Inutile dire che mi sono incazzata come un puma. Sì, è vero, mi piace bere, ma vorrei vedere a chi non piace, quando si arriva al momento della pensione e qualche acida professoressa incartapecorita al governo ti dice che la rendita maturata coi tuoi contributi è andata a puttane e devi continuare a lavorare fino alla morte, però non rendi più come un giovane e ti deportano a fare i “lavori socialmente utili”, pagati una miseria, e pure schifosi, ma sempre quella professoressa dice che non ci possiamo permettere di essere “choosy”… E cosa bevi con una paga di quattrocento euro al mese? La grappa che ci distilliamo da soli nelle fogne, condita coi funghi fosforescenti che crescono sulle pareti muffose. E dopo tutto ciò mi devo trovare pure un mediconzolo col mio fegato in mano, che lo mette a verbale come “ingrossato”? Ingrossato ‘sti due maroni, ragazzino! Gliel’ho strappato dalle mani con le cattive, e poi, ci ho tenuto a puntualizzare, chi cacchio lo aveva autorizzato a farmi l’autopsia? Mica sono morta!

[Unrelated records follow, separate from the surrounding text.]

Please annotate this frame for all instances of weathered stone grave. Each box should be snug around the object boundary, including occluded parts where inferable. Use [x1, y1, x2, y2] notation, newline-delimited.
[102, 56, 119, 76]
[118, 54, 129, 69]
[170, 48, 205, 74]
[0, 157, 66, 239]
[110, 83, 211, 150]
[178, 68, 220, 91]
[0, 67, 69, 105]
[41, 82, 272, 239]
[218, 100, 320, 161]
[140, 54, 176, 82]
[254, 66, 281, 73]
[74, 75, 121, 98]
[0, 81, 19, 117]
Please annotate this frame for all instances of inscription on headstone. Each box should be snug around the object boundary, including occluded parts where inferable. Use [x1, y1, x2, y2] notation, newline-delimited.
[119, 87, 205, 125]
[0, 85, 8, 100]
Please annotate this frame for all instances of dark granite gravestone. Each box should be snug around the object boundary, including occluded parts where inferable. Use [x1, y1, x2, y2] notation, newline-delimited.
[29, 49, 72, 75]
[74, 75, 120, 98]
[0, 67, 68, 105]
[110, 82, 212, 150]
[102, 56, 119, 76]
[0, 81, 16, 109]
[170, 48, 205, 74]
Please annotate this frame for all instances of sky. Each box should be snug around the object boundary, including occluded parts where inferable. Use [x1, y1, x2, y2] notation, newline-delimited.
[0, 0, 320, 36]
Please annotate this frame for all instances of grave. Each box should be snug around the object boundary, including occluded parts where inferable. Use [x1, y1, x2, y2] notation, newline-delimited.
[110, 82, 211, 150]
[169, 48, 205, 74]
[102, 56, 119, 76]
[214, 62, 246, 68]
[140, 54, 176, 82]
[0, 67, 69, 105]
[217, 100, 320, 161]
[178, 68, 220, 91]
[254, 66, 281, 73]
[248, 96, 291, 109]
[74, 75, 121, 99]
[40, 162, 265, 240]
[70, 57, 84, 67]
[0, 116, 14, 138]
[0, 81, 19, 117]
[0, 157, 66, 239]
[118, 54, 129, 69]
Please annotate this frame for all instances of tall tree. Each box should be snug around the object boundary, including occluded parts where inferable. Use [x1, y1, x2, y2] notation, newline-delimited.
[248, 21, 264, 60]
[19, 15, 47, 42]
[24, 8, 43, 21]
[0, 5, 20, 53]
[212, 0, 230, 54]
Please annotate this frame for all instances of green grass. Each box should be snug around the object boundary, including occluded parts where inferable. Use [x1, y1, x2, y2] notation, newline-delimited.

Il ragazzo non si è scomposto più di tanto. Pare che lui sia autorizzato a sezionare qualunque cosa si trovi sui lettini, e in quanto a non essere morta, dal suo punto di vista ero io nel torto, perché mi aveva già estirpato il cuore. E me l’ha pure mostrato, in una vaschetta d’acciaio, a mollo con il resto delle mie frattaglie. A questo punto non ci ho visto più e gli ho fatto una tale piazzata che il giovane si è convinto a rimettere tutti i miei organi nel posto a loro assegnato da madre natura, e a ricucirmi con una bella fila di punti dati a regola d’arte. Quando sono stata soddisfatta del rammendo – un paio di cuciture me le sono dovute far rifare tre volte – sono andata a recuperare i miei abiti e ho cercato consolazione da Domenico, nel bar di Piazza delle Erbe.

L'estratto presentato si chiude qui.